December 10, 2008 / 5:59 PM / 11 years ago

UPDATE 2-Historic low US T-bill rates hammer money funds

(Recasts lead, adds quotes)

By Richard Leong

NEW YORK, Dec 10 (Reuters) - Historic low rates on U.S. Treasury bill rates hammered the $3.7 trillion money market fund industry with nearly half of the funds currently earning nothing, according to fund tracker Lipper.

A money market fund is expected to secure an income each day like a bank saving account, but low U.S. Treasury debt rates, a result of the current financial crisis, have diminished those expectations.

“At the very least, you hope to beat inflation, which they are not keeping up with. Their returns when you factor in inflation have been negative,” said Jeff Tjornehoj, Lipper’s senior research analyst in Denver.

The money fund industry, which is still recovering from the upheaval caused by the collapse of Lehman Brothers in mid-September, is poised for its fourth worst year in the past three decades, Tjornehoj said. “2009 could shape up to be a terrible year,” he added.

Based on preliminary data, 838 or 46 percent of the 1,810 classes of money market funds Lipper tracks earned no return on Tuesday when benchmark three-month T-bill rates slipping into negative territory to their lowest level since the early 1940s. This compares with 112 classes that posted zero return on Monday, according to Lipper.

In September, Reserve Primary Fund, which had been one of the oldest U.S. money funds, saw its net asset value fall below $1.00 a share amid losses on issues by now-defunct Lehman Brothers. The news unleashed a flood of withdrawals from money funds, causing further disruption of the credit markets and leaving some money funds earning nearly nothing.

In response to industry turmoil, the Treasury Department created a program to support the value of money market funds, in which fund operators pay a premium to insure their shares. The program is due to expire on April 30, 2009.

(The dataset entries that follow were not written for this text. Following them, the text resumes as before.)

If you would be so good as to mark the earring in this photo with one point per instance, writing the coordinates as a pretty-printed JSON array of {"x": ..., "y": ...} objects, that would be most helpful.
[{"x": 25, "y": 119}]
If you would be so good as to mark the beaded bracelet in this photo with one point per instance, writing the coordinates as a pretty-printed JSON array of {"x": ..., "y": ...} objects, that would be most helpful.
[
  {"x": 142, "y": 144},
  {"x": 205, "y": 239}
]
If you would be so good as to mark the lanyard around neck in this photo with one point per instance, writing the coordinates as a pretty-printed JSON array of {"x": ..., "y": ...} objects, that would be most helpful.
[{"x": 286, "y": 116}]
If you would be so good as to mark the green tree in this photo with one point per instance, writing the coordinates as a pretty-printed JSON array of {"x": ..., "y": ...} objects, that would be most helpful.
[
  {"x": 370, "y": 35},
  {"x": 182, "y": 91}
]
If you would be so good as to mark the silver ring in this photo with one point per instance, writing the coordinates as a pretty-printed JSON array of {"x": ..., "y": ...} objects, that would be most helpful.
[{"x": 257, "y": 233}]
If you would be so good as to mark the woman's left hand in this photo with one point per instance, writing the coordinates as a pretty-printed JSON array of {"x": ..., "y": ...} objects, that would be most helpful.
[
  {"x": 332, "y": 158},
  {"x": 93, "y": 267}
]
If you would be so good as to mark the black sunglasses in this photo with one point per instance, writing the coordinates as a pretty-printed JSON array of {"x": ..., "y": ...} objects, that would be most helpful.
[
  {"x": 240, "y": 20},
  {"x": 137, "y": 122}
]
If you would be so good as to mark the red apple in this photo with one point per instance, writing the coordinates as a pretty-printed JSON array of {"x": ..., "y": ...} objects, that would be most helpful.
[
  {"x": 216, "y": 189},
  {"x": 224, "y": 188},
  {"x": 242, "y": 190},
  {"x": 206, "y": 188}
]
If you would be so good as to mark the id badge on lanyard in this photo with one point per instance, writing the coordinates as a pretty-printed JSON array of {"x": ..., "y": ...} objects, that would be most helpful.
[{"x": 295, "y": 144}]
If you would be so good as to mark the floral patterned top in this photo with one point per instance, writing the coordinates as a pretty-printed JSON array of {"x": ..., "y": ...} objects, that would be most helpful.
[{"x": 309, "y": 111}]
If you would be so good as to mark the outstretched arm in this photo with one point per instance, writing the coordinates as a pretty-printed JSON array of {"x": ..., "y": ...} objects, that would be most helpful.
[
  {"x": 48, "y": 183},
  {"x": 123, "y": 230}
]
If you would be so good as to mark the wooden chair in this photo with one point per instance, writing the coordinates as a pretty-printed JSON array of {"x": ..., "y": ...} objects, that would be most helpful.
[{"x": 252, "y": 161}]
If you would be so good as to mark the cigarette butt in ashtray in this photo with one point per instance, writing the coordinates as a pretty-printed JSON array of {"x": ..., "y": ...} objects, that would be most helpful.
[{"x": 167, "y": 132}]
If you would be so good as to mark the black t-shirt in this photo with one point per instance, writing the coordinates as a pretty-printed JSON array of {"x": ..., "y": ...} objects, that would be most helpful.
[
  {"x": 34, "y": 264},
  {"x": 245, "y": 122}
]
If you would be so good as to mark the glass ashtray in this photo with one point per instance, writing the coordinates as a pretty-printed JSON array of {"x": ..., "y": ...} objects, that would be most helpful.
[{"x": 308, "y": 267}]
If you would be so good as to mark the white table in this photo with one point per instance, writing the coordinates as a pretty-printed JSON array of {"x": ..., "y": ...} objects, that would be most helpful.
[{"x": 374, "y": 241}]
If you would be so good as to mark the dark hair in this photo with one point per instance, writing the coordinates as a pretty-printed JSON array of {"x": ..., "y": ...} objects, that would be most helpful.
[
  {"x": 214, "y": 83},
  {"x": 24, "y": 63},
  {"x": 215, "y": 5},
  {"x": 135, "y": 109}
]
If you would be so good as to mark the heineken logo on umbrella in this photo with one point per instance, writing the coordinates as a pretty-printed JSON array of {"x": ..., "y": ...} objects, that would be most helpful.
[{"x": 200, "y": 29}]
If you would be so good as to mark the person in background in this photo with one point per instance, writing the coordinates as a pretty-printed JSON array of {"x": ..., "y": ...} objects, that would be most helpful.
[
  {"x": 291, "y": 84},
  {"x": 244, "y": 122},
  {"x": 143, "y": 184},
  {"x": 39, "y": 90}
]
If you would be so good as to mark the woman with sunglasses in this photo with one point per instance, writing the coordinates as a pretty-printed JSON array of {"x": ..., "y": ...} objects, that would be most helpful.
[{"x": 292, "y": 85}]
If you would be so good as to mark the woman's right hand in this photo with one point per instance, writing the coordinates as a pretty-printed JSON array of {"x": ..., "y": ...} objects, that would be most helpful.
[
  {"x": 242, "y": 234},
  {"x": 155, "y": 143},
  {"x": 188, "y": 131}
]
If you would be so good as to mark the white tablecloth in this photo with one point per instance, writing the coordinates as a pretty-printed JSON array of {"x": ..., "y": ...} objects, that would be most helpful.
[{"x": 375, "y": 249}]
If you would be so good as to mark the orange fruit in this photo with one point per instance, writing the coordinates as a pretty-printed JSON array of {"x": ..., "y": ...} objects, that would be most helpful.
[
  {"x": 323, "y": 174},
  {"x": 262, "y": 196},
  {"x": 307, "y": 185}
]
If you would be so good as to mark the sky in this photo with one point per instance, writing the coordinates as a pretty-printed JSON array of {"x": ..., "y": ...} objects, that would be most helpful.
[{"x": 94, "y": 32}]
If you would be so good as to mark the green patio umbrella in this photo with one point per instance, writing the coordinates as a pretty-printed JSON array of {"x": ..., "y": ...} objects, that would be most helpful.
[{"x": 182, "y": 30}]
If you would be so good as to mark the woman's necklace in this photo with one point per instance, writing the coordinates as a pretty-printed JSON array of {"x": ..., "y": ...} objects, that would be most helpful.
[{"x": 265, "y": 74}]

In the wake of this year’s severe losses in stocks and other investments, anxious investors have been flocking into the safety of Treasury bills to park their money, driving rates down to levels not seen since the early 1940s.

Some 44 percent of the 1,283 classes of taxable money funds tracked earned no return on Tuesday, according to Lipper, while 53 percent of the 525 classes of tax-exempt or municipal money funds posted no return.

Money market fund yields dropped this year. On a year-to-date basis, the average yield on taxable funds was running at 1.95 percent, down from 4.41 percent in the same span a year ago, Tjornehoj said.

Despite historic low yields on T-bills and other short-term debt securities, investors have poured cash into money funds.

Last week, U.S. money market fund assets rose by $23 billion to a record $3.657 billion, according to the Money Fund Report. For details, see [ID:nN03452204]

This surge in assets has also intensified pressure on fund managers to deliver some modicum of return in this precariously low-rate climate, said Tjornehoj.

It is tough for small- and mid-tier providers to stay competitive,” he said.

Some fund operators will be forced to cut operating costs and/or subsidize the funds to prevent their shares from falling below $1 or “breaking the buck,” which is not expected to occur, analysts said.

“Funds can waive fees for some time, and can waive a substantial amount,” said Peter Crane, president and publisher of Westboro, Massachusetts-based research firm Crane Data LLC. “You are not anywhere near the point where funds have nothing left to waive.”